Pada bab kedua, secara khusus penulis mengkaji praktik komunikasi politik pada era pemerintahan SBY.Pembaca akan disuguhi ulasan yang tajam atas berbagai peristiwa yang terkait dengan penyelenggaraan komunikasi politik oleh SBY dalam kapasitasnya sebagai personal maupun dalam jabatan presidennya di Kabinet Indonesia Bersatu I dan II. Bahasan di bab ketiga berlanjut dengan eksistensi aktor politik yang berperan sebagai komunikator sekaligus juga komunikan dari hubungan timbal balik (interplay) dirinya dengan aktor lain sekaligus lingkungan politik yang menjadi konteks di mana komunikasi politik dilakukan. Dalam proses hubungan antar aktor ini,sudah barang tentu akan muncul relasi kuasa yang justru kerap menjadi lokus utama studi komunikasi politik. Bab keempat,membahas posisi penting media dalam mengonstruksi realitas politik.

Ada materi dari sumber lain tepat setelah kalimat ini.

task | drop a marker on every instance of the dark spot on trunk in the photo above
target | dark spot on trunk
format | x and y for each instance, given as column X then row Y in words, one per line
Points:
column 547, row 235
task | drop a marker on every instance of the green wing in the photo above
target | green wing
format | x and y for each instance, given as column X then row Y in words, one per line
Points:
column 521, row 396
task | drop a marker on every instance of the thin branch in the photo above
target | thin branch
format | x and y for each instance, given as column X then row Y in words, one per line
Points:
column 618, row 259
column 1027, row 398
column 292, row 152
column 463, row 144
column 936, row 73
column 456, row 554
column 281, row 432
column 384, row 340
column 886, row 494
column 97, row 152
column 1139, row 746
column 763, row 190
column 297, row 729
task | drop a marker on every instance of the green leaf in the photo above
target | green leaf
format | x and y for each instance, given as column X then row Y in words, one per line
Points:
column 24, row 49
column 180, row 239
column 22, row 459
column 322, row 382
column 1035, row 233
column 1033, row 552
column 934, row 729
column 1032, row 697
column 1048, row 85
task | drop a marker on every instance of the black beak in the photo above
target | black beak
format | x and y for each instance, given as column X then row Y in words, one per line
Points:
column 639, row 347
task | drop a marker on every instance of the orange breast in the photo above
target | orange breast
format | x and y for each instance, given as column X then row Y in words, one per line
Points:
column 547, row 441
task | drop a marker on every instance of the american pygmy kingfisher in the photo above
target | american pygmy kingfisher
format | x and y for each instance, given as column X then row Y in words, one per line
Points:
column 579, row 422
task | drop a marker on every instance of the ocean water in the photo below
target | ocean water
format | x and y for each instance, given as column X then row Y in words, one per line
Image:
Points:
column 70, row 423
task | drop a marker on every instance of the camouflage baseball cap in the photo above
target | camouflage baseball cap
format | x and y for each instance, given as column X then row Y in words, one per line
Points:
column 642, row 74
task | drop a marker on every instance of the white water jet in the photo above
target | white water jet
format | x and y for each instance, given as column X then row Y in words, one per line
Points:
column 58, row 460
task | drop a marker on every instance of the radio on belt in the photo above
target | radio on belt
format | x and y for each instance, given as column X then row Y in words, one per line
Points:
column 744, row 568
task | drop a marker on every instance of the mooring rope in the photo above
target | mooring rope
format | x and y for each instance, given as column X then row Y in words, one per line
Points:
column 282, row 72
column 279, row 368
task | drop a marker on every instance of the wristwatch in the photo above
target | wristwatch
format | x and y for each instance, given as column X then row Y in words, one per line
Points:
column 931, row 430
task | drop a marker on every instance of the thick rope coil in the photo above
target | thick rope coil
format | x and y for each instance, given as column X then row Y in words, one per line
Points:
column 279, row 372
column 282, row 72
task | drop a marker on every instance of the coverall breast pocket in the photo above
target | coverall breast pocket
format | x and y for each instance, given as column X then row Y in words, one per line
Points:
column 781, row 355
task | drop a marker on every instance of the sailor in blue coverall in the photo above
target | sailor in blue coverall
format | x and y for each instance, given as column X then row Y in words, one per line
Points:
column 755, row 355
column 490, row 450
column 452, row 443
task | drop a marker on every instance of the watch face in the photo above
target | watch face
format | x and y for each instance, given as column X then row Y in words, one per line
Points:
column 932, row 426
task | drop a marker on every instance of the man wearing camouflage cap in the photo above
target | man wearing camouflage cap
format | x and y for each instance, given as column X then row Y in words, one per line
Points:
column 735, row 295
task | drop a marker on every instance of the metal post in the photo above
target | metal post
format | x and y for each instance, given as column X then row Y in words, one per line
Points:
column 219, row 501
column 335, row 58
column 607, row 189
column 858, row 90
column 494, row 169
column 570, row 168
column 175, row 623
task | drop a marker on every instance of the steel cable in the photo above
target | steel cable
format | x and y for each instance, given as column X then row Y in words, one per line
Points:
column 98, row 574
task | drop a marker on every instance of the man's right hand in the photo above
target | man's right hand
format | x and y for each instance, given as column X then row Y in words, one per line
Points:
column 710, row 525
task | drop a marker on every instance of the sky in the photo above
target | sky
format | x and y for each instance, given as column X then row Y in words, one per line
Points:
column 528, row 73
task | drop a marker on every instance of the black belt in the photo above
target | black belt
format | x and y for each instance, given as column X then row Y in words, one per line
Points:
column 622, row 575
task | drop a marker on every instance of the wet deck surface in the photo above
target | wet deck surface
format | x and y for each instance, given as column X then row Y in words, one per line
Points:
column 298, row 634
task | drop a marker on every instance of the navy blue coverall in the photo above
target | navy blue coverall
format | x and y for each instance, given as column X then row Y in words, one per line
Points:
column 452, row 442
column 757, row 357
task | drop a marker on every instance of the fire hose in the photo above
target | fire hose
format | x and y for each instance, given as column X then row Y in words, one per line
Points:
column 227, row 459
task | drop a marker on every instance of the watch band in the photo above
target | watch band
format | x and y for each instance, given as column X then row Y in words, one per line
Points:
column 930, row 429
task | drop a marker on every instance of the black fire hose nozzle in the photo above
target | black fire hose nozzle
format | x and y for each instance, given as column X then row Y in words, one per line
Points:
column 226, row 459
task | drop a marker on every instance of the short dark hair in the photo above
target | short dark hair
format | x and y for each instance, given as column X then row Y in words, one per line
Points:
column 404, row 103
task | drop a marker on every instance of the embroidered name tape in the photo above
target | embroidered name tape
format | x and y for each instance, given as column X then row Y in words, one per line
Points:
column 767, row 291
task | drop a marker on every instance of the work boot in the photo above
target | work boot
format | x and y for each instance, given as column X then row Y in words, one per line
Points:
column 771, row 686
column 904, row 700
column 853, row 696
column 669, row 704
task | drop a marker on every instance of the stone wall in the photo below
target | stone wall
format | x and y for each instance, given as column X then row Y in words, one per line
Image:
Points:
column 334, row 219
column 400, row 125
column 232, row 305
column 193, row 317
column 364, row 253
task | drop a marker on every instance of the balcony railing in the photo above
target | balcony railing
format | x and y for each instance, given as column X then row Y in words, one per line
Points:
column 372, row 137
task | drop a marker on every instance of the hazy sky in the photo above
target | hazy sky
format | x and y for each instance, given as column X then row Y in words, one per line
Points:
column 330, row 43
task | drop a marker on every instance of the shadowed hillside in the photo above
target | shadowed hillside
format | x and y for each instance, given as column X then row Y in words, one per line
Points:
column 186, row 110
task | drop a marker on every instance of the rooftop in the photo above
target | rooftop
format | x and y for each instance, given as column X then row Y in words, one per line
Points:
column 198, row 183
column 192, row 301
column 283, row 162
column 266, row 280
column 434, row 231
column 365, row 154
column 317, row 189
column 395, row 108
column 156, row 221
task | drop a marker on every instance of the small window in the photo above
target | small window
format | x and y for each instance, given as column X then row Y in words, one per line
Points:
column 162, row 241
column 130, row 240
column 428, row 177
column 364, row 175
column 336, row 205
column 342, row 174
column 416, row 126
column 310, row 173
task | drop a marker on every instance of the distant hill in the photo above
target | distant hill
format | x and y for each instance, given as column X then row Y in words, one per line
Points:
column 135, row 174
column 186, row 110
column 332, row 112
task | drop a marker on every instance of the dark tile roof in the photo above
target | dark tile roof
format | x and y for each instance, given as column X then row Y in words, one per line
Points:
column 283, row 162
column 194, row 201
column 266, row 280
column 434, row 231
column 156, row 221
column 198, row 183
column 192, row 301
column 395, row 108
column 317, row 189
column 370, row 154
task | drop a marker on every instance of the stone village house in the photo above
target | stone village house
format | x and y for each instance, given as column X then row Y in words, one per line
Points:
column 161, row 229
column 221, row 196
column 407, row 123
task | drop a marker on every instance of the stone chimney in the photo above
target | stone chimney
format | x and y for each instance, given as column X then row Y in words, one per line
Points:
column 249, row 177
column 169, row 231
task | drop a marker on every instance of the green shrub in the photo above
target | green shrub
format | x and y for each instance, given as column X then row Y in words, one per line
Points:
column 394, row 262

Lebih khusus lagi mengenai bagaimana peran, fungsi, dan dinamisasi media saat menjadi saluran komunikasi politik. Di Indonesia, media massa turut menjadi pilar konsolidasi demokrasi dengan perannya sebagai saluran informasi sekaligus alat kontrol terhadap kekuasaan. Di bab terakhir, penulis membahas praktik komunikasi politik pada sejumlah isu internasional. Misalnya saja penulis membahas kunci di balik kesuksesan Obama dalam memenangkan national election di AS,praktik soft powerdalam kiprah Obama, juga praktik komunikasi politik dalam diplomasi dan penyelesaian sengketa. Bobot kedua dari buku ini, analisis penulis secara umum tak sekadar menempatkan politik citra sebagai instrumen manipulasi kesadaran.
Melainkan menimbang perlu kesadaran substantif dari setiap praktik politik citra tersebut. Dalam perspektif pemasaran politik, publik atau khalayak biasanya dipandang sebagai pasar (market) sedangkan aktor politik baik perorangan maupun kelompok atau lembaga dianggap sebagai produk (product). Laiknya suatu produk dalam perusahaan,maka ia atau mereka harus dikemas sedemikian rupa sehingga akan mendapatkan respons yang baik dari pasar. Demikian pulalah dalam politik, seorang kandidat, misalnya harus dikemas sedemikian rupa dengan pencitraan yang baik sehingga mampu menarik minat khalayak untuk memilihnya. Masalah pencitraan dalam komunikasi politik ini kerap dilakukan sedemikian rupa sehingga sering terjadi adanya ketimpangan yang sangat jauh antara realitas yang dicitrakan dengan realitas yang sebenarnya.
Penulis mengingatkan agar para aktor jangan hanya menempatkan khalayak dalam relasi I-it relationship melainkan harus dalam I-thou relationship yang lebih manusiawi.Penulis menegaskan perlu adanya pengarusutamaan literasi politik,termasuk dalam politik citra.Tujuannya,tentu saja untuk mewujudkan cita-cita ideal, yakni politik yang lebih memberdayakan.(*)
Iding R Hasan,
Deputi Direktur Bidang Politik di The Political Literacy Intitute.